MM: So what happened in this case?
RL: Darrel Wyatt is a physician who moved to Putnam County, Florida — a medically underserved community — in 2006 after the local hospital recruited him to practice there. Wyatt and the hospital entered into a recruiting agreement (agreement) that provided, among other things, that he would practice medicine in Putnam County for a minimum of four years and that the hospital would provide certain assistance to help him establish his practice.
The hospital and Wyatt also entered into what was, in effect, an income guaranty with repayment forgiveness. A simultaneously executed addenda to the agreement provided that the hospital would advance Wyatt up to approximately $33,000 (the “guarantee amount”) per month for 12 months (the “guarantee period”).

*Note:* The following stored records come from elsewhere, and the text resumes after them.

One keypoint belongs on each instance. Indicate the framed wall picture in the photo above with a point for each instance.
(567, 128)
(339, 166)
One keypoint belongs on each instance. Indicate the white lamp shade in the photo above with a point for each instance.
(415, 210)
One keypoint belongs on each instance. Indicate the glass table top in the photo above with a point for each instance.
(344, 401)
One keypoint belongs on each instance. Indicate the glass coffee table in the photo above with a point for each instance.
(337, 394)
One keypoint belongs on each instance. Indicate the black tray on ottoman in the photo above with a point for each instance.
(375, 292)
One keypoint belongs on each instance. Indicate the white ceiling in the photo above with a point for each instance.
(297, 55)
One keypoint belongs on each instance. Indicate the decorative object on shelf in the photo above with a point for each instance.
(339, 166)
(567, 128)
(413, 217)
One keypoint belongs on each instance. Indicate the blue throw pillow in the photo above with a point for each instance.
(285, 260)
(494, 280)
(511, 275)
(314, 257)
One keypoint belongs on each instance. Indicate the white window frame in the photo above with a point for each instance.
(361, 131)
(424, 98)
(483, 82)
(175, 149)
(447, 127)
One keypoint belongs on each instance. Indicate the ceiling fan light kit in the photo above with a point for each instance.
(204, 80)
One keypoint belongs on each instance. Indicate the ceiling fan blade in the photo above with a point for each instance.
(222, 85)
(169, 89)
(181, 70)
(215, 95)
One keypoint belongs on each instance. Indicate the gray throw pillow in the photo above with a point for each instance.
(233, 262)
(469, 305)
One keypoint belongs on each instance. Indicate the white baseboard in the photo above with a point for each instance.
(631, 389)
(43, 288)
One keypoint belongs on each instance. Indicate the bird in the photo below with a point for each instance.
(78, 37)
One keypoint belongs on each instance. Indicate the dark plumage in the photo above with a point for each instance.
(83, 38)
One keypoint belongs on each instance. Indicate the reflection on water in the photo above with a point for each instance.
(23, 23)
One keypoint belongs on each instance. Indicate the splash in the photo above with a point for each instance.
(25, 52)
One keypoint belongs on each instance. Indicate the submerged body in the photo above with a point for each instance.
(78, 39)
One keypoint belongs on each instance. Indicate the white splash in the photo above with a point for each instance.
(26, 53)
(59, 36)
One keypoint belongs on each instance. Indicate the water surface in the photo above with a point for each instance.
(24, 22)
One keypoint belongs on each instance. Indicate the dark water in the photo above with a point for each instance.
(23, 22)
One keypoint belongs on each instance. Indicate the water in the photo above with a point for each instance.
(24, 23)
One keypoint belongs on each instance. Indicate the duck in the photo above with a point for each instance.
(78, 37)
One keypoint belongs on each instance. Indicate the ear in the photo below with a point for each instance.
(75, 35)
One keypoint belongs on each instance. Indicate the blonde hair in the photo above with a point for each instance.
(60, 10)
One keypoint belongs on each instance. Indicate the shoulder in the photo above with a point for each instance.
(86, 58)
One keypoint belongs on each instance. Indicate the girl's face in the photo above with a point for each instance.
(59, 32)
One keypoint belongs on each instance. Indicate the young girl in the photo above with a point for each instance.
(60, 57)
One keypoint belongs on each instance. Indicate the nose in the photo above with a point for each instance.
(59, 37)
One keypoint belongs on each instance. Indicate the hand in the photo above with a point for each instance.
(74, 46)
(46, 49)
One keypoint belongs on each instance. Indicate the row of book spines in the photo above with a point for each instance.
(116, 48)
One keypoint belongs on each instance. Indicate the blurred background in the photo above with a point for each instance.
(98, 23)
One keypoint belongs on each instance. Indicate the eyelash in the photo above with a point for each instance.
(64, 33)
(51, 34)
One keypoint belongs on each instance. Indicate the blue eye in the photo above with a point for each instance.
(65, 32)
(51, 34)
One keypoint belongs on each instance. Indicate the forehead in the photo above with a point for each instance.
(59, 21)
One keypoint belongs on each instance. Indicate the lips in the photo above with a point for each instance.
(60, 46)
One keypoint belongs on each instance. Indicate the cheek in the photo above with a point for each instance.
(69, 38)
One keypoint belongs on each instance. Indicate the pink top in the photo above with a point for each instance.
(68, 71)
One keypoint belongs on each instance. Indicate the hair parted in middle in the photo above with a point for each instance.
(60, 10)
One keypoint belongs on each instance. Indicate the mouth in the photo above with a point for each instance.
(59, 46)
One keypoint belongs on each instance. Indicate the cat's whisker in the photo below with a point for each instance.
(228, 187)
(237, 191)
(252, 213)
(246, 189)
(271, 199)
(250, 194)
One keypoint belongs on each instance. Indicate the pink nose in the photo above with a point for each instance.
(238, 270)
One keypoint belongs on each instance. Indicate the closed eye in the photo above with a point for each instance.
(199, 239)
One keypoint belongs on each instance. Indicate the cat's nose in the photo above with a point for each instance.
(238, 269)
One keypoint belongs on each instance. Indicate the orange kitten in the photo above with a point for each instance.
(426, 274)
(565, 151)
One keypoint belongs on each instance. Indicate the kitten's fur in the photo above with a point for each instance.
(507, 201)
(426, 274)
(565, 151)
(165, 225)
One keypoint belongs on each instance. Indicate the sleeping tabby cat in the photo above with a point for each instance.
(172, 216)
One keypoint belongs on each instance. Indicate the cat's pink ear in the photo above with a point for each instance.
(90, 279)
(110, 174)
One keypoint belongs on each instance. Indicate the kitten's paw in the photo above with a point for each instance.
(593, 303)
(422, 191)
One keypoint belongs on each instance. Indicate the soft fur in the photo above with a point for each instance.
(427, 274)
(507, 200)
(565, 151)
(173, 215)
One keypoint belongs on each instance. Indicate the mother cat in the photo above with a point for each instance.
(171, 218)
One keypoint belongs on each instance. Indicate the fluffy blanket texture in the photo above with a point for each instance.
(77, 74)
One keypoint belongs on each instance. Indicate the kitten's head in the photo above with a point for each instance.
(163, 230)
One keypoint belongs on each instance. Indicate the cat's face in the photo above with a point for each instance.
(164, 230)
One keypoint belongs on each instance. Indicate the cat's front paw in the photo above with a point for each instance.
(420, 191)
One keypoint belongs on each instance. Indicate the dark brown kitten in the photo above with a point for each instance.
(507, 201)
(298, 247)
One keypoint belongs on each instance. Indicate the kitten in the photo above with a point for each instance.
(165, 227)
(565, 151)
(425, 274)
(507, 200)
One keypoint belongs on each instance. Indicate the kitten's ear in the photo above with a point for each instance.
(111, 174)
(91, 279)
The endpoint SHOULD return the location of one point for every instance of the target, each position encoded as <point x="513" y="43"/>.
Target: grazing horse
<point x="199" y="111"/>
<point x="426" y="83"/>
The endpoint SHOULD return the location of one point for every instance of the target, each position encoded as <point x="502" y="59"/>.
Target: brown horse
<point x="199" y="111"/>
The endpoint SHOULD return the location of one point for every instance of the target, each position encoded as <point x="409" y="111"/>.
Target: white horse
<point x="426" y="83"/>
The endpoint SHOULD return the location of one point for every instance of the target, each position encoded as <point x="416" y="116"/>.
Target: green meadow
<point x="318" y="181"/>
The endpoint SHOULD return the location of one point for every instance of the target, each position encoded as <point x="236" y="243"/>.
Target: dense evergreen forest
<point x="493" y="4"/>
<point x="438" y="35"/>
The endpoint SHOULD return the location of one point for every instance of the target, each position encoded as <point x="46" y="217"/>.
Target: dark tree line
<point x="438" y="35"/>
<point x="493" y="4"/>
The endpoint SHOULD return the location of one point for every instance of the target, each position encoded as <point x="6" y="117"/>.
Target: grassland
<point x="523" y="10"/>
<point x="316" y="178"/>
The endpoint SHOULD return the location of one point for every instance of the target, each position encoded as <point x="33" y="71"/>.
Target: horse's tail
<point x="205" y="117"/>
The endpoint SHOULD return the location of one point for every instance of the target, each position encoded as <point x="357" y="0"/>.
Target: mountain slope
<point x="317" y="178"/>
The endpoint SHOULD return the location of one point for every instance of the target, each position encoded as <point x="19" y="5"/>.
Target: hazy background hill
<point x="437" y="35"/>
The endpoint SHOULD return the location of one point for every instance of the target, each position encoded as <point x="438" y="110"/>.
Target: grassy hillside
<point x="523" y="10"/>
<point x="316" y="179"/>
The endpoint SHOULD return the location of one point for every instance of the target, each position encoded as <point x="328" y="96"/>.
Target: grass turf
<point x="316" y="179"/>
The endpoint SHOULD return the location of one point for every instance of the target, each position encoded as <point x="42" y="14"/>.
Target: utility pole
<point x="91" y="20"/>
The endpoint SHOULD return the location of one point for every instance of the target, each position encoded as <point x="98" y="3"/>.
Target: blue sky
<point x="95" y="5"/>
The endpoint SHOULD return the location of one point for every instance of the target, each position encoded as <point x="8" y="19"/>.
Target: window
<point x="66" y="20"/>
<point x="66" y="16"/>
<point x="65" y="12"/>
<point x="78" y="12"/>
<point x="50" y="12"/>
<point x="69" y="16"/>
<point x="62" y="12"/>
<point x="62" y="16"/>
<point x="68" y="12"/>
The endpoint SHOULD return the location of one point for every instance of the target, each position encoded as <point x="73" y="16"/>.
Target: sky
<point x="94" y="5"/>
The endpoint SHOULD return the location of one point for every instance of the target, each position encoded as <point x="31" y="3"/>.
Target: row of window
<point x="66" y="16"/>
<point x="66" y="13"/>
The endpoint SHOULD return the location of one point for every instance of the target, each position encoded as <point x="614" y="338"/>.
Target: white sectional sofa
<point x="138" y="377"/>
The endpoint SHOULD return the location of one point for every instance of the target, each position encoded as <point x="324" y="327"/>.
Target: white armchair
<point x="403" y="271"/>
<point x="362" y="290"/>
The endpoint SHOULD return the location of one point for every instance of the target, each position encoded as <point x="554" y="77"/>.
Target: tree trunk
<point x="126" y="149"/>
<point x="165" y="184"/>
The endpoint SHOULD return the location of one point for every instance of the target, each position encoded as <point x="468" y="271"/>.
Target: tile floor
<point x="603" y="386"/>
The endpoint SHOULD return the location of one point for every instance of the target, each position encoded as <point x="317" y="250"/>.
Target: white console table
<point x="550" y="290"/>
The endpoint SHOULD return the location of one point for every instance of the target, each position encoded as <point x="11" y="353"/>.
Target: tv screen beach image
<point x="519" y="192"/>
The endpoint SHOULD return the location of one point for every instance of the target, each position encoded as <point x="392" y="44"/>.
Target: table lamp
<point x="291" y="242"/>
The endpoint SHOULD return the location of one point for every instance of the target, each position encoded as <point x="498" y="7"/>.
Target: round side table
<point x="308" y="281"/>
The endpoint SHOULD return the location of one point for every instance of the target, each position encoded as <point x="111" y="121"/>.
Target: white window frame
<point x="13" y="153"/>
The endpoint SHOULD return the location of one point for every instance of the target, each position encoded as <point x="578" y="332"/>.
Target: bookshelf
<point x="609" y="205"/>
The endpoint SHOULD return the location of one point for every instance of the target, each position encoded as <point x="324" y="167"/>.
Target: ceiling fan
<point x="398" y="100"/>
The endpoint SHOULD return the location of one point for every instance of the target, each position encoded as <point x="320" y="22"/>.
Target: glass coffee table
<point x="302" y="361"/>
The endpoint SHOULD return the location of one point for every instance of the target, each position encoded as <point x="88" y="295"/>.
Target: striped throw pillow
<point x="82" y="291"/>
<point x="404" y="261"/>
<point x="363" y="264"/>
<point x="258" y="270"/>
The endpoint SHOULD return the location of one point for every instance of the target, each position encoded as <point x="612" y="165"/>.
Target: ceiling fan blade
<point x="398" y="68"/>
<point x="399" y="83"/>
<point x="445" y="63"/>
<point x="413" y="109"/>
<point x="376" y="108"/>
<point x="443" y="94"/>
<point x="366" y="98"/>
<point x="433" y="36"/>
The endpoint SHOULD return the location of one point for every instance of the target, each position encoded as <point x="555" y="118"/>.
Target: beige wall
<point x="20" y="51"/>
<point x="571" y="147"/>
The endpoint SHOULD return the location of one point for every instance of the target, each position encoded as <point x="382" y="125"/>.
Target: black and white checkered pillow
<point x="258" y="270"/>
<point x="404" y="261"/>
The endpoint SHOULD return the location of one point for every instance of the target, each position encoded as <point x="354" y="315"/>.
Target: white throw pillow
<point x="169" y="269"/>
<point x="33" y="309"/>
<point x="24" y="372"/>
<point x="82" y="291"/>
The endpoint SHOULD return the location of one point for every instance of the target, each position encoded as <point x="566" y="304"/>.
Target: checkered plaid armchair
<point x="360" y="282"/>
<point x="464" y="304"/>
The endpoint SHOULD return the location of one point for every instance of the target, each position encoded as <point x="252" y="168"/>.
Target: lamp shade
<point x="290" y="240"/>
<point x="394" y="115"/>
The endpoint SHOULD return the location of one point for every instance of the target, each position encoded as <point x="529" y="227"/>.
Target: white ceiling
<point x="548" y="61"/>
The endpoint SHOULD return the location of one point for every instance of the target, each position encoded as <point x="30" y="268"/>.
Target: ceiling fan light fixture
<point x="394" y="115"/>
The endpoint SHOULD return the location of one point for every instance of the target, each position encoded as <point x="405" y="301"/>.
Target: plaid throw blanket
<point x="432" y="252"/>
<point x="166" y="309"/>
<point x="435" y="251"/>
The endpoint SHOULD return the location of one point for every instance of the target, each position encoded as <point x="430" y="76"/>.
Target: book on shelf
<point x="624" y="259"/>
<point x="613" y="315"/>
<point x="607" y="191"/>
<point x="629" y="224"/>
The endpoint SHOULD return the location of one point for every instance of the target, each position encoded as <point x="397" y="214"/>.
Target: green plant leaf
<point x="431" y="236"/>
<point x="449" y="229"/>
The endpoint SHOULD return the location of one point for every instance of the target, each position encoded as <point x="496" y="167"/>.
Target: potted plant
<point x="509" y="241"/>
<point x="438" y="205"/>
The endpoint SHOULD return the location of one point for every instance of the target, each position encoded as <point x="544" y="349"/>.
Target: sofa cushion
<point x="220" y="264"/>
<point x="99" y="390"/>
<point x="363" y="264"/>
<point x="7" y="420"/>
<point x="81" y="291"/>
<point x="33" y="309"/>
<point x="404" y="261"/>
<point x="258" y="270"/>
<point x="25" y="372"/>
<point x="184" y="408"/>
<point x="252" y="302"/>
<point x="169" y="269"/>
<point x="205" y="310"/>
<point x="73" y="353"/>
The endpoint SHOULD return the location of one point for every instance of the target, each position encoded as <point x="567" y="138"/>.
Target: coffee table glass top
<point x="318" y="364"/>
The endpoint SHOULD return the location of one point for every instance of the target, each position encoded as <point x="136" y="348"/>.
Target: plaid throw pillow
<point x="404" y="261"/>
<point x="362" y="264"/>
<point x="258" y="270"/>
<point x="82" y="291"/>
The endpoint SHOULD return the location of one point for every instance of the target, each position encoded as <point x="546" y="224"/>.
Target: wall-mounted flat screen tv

During the guarantee period, Wyatt received $260,627 from the hospital pursuant to the agreement and addenda. Dr. Wyatt never left the area, so that amount was forgiven and cancelled over a 36-month period occurring from 2007 to 2010.
In the tax court, Wyatt argued that the amount he received from the hospital was a nonrecourse loan that he was not personally liable to repay, and therefore he didn’t receive income when the loan was forgiven.
The court concluded that the amount received by Wyatt from the hospital was a bona fide loan, the forgiveness or cancellation of debt of which gave rise to income.
The court stated that the absence of a promissory note isn’t dispositive as to personal liability, noting that if Wyatt failed to live up to his end of the agreement, the hospital could have sued him to recover the unpaid loan. Other rights that the hospital had under the agreement, including that it could ask Wyatt to grant it a perfected security interest under certain circumstances, were also inconsistent with his assertion that he wasn’t personally liable; and the fact that the hospital didn’t find it necessary to take these actions didn’t negate his liability.
In addition, the court noted that cancellation of indebtedness can potentially give rise to income even if a taxpayer isn’t personally liable for a debt.
MM: What should other physicians take away from this opinion?
RL: Physicians should recognize that any form of incentive, advance, loan, guarantee, or bonus structure can have tax consequences, especially if the repayment is forgiven. It is important, therefore, for physicians to consult with a CPA knowledgeable in the tax consequences involved in complex healthcare employment contracts and arrangements.